イニエスタが超一流である「証」は、ボールを持っていないときに見える (2ページ目)

  • 津金壱郎●構成 text by Tsugane Ichiro photo by Getty Images

 Jリーグでは、相手陣内での横パスやバックパスが圧倒的に多く、これは、選手が「チャレンジする」よりも、「ボールを失わない」ことを優先してしまうからだろう。

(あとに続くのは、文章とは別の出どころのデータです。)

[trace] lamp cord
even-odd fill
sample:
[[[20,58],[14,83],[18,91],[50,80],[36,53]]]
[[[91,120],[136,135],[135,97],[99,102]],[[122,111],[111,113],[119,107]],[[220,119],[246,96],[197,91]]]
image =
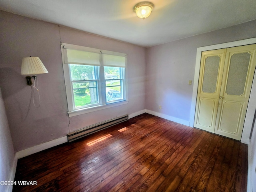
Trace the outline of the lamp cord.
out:
[[[36,87],[36,86],[37,86],[37,88]],[[38,108],[40,106],[40,104],[41,104],[41,100],[40,99],[40,94],[39,93],[39,87],[38,87],[38,82],[37,80],[37,77],[36,77],[36,80],[34,81],[34,86],[33,86],[33,88],[34,88],[38,92],[38,96],[39,97],[39,105],[38,106],[36,106],[35,104],[35,101],[34,99],[34,89],[32,88],[32,86],[31,86],[31,89],[32,89],[32,94],[33,95],[33,104],[35,107]]]

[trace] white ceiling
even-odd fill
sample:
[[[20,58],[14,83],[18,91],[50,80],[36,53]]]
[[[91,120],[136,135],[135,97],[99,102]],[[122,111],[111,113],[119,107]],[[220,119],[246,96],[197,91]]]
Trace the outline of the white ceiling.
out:
[[[256,19],[256,0],[0,0],[0,9],[148,47]]]

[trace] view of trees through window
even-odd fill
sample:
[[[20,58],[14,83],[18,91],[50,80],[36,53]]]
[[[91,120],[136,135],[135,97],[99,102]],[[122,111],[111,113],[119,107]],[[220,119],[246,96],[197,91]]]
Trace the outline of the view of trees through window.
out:
[[[99,66],[70,64],[76,107],[99,102]],[[122,98],[120,68],[104,67],[106,101]]]
[[[98,103],[98,67],[70,65],[76,107]]]

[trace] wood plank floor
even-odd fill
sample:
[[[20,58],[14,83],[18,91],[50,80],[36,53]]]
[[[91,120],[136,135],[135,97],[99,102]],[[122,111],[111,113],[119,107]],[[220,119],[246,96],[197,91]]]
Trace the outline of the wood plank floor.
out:
[[[13,191],[244,192],[247,153],[239,142],[145,113],[19,159],[15,180],[37,185]]]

 日本では、ポゼッションサッカーというのは、パスをしながらただひたすらボールを保持することと勘違いしている人もいるのではないか。何のためにボールを保持するのかを考えたとき、本来、得点を奪って勝つためのポゼッションなのだが、Jリーグでは「ボールを保持すること」それ自体が目的になってしまっているケースが見られる。

 つまり、欧州のトップと比べると、Jリーグはボールを失うことを恐れて横や後ろにばかりパスをする傾向が見られる。

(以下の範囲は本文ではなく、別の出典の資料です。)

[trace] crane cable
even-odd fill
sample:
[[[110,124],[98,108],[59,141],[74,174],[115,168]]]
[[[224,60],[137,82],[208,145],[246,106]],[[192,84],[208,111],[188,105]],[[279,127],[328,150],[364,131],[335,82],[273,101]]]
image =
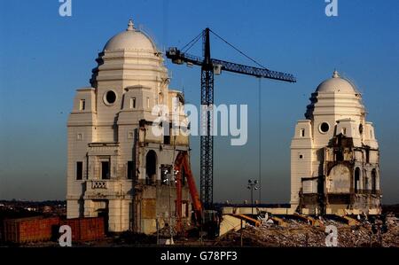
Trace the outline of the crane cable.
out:
[[[261,157],[262,157],[262,98],[261,98],[261,96],[262,96],[262,79],[261,78],[258,78],[259,79],[259,87],[258,87],[258,107],[259,107],[259,117],[258,117],[258,119],[259,119],[259,121],[258,121],[258,123],[259,123],[259,132],[258,132],[258,137],[259,137],[259,150],[258,150],[258,152],[259,152],[259,153],[258,153],[258,167],[259,167],[259,168],[258,168],[258,174],[259,174],[259,175],[258,175],[258,178],[259,178],[259,203],[261,203],[261,199],[262,199],[262,192],[261,192],[261,191],[262,191],[262,183],[261,183],[261,180],[262,180],[262,159],[261,159]]]
[[[236,50],[237,51],[239,51],[241,55],[245,56],[246,58],[250,59],[251,61],[253,61],[254,63],[255,63],[256,65],[258,65],[259,66],[261,66],[262,68],[270,71],[268,68],[266,68],[265,66],[263,66],[262,65],[261,65],[260,63],[258,63],[257,61],[255,61],[254,59],[253,59],[252,58],[250,58],[249,56],[247,56],[246,54],[245,54],[243,51],[241,51],[239,48],[235,47],[233,44],[230,43],[228,41],[226,41],[225,39],[223,39],[223,37],[221,37],[220,35],[218,35],[215,31],[213,31],[212,29],[209,29],[210,32],[212,32],[216,37],[218,37],[219,39],[221,39],[223,42],[224,42],[227,45],[231,46],[231,48],[233,48],[234,50]]]

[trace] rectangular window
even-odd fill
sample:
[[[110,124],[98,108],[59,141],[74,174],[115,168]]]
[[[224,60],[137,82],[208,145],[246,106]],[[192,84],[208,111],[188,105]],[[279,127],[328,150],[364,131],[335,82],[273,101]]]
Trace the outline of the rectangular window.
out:
[[[110,178],[110,167],[109,161],[102,161],[101,162],[101,179],[109,179]]]
[[[135,109],[136,108],[136,97],[130,98],[130,108]]]
[[[83,179],[83,162],[76,162],[76,180]]]
[[[86,108],[86,100],[81,99],[81,102],[79,103],[79,110],[84,111],[85,108]]]
[[[128,179],[133,179],[133,161],[128,161]]]

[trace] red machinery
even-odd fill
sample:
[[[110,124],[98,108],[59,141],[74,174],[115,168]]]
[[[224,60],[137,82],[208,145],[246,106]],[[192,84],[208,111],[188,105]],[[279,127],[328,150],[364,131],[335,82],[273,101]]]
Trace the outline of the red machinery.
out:
[[[195,185],[194,176],[192,175],[192,168],[190,167],[189,155],[186,151],[180,152],[175,162],[176,175],[176,230],[182,231],[182,174],[184,173],[187,179],[187,183],[190,189],[190,195],[192,197],[192,207],[194,208],[195,217],[197,222],[200,223],[202,218],[202,203]]]

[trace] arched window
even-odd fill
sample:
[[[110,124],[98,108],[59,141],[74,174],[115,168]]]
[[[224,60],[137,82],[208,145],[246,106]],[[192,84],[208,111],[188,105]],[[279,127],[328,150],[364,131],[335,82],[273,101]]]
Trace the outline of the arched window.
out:
[[[372,170],[372,194],[377,193],[377,171],[375,168]]]
[[[150,150],[145,157],[145,183],[149,184],[157,179],[157,154]]]
[[[360,168],[356,168],[355,169],[355,192],[357,193],[359,191],[359,183],[360,183]]]

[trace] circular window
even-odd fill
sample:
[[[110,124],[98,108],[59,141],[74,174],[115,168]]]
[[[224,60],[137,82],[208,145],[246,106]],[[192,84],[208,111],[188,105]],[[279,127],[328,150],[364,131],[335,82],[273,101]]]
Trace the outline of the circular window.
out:
[[[327,122],[322,122],[318,127],[321,133],[326,133],[330,129],[330,125]]]
[[[104,101],[106,105],[113,105],[116,101],[116,94],[113,90],[106,91],[104,95]]]

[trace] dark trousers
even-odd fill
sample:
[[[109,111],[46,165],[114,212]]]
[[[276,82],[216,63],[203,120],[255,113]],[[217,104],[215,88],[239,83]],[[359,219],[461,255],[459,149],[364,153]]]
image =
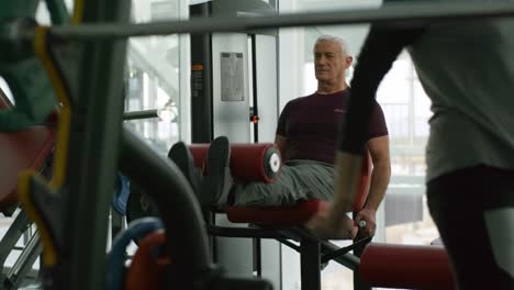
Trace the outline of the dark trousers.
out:
[[[458,289],[514,289],[514,170],[461,169],[427,183]]]

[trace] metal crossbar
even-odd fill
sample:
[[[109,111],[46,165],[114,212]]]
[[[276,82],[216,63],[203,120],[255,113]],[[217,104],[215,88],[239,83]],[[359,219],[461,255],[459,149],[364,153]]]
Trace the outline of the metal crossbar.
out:
[[[53,26],[52,33],[74,40],[126,38],[133,36],[180,33],[248,32],[273,27],[298,27],[335,24],[415,25],[445,20],[476,20],[514,15],[514,2],[410,3],[388,4],[378,9],[342,10],[275,14],[252,18],[206,18],[188,21],[152,23],[83,23]]]

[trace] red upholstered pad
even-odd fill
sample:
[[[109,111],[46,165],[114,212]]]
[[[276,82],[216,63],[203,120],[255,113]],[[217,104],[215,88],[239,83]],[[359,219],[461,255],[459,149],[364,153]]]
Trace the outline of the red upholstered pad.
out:
[[[455,289],[448,256],[439,246],[370,244],[360,256],[360,276],[373,287]]]
[[[18,179],[25,169],[40,170],[52,148],[55,132],[33,126],[22,132],[0,132],[0,210],[18,201]]]
[[[131,267],[126,271],[125,290],[164,289],[163,277],[168,257],[154,257],[158,247],[164,246],[166,235],[158,231],[147,235],[141,243]]]
[[[209,144],[193,144],[189,149],[194,165],[203,168]],[[237,180],[273,182],[280,174],[280,153],[272,143],[232,144],[230,166]]]
[[[326,201],[310,200],[293,207],[233,207],[226,214],[233,223],[298,225],[304,224],[327,205]]]

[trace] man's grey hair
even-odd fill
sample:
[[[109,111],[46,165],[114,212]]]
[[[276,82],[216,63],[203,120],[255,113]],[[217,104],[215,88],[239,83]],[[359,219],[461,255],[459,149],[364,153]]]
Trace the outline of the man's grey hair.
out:
[[[335,35],[321,35],[320,37],[317,37],[316,40],[316,43],[314,44],[314,47],[312,48],[312,52],[315,53],[315,48],[316,48],[316,45],[321,42],[332,42],[332,43],[335,43],[337,45],[339,45],[339,48],[340,48],[340,54],[342,55],[347,55],[347,56],[350,56],[350,51],[348,48],[348,45],[346,45],[346,42],[345,40],[343,40],[342,37],[339,36],[335,36]]]

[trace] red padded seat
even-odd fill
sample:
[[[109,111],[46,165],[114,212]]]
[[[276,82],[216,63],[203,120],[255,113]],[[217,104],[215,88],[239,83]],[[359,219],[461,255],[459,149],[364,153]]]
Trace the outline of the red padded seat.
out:
[[[371,243],[360,256],[360,276],[373,287],[456,289],[448,255],[440,246]]]
[[[12,108],[0,91],[0,110]],[[18,202],[18,179],[26,169],[40,170],[54,147],[55,130],[32,126],[21,132],[0,132],[0,211]]]
[[[55,131],[33,126],[0,132],[0,211],[18,202],[18,179],[26,169],[40,170],[54,147]]]
[[[354,211],[362,209],[371,180],[372,163],[369,154],[365,155],[359,193],[354,202]],[[328,205],[327,201],[309,200],[291,207],[232,207],[227,210],[227,219],[233,223],[254,223],[271,225],[304,224],[320,210]]]

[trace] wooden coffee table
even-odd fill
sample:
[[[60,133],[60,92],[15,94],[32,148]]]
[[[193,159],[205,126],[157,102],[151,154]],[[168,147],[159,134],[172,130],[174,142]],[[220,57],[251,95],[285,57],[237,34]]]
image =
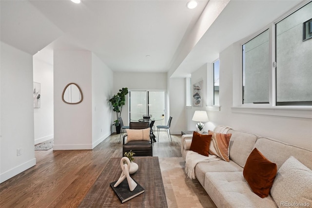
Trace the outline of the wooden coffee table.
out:
[[[121,158],[110,159],[79,207],[168,208],[158,157],[136,157],[138,170],[131,177],[145,189],[144,193],[121,204],[109,186],[121,173]]]

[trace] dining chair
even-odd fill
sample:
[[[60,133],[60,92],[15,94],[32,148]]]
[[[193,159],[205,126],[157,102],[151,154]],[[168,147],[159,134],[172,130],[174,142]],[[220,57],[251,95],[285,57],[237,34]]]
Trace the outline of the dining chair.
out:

 パスを回す目的は、相手の守備ブロックを左右に揺さぶり、DFの間にギャップが生まれた瞬間、そこを縦パスやドリブルで突くことにある。だからこそ、イニエスタのプレーの根底には常に『縦パスを入れる』ことがあり、そのことを理解して彼のプレーを見ると、世界のトップと日本の差をあらためて実感できるはずだ。

 ただし、イニエスタひとりでは、チームはなかなか変貌しないもの。イニエスタがどんなに正しい判断でプレーしても、味方がそのレベルになければ、宝の持ち腐れになってしまう。

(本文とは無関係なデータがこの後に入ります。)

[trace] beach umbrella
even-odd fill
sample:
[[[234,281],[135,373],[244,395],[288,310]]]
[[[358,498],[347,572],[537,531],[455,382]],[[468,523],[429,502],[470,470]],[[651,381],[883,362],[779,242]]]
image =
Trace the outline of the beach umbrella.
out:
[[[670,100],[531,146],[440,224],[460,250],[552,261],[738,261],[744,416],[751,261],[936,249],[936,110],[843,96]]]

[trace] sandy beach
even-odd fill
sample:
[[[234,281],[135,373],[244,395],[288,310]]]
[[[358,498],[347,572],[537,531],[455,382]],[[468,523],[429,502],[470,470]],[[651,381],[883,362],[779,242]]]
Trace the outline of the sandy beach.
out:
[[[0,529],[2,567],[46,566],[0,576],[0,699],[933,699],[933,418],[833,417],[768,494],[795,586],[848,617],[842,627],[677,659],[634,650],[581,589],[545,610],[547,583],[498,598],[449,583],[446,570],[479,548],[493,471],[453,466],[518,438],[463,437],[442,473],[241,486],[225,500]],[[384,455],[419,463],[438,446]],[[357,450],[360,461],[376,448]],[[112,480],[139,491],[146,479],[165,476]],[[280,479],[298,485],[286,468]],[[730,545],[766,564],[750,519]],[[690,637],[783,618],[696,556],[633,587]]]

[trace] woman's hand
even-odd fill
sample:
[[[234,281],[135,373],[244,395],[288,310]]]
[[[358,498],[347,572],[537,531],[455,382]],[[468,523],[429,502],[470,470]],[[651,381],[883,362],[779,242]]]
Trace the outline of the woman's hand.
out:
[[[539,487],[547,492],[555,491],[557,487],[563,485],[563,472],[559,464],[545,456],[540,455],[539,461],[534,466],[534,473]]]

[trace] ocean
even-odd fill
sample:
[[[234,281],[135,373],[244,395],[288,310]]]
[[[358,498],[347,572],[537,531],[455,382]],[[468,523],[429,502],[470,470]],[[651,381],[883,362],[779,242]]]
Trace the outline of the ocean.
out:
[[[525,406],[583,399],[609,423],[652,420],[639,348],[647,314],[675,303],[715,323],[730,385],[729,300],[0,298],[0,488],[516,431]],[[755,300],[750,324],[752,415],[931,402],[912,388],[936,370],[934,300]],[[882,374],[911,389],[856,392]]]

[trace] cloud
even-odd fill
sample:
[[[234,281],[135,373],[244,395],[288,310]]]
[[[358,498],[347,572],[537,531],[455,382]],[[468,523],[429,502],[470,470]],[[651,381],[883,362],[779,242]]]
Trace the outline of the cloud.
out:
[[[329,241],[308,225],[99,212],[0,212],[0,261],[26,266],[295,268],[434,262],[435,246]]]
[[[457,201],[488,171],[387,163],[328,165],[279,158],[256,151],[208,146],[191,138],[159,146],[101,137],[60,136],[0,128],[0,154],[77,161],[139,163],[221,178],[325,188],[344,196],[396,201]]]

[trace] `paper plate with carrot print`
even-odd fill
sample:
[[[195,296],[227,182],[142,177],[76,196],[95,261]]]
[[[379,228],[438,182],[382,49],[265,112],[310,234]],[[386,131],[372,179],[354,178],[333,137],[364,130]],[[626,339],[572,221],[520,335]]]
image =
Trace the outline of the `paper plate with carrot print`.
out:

 ルーカス・ポドルスキが故障から復帰してくれば状況は少し変わってくるはずだが、そうした判断力と技術力を持つ選手が増えれば、神戸でのイニエスタはもっとクオリティの高いプレーを披露してくれるはずだ。

 私が個人的に見たい組み合わせは、川崎フロンターレの大島僚太とイニエスタのコンビだ。W杯ロシア大会では出番がなかった悔しさを晴らすかのように、大島はJリーグで好調を維持している。川崎のサポーターには怒られてしまうと思うが、大島がイニエスタとプレーしながら、その高次元のエッセンスを吸収して、どう進化するのか見てみたいと、つい思ってしまう。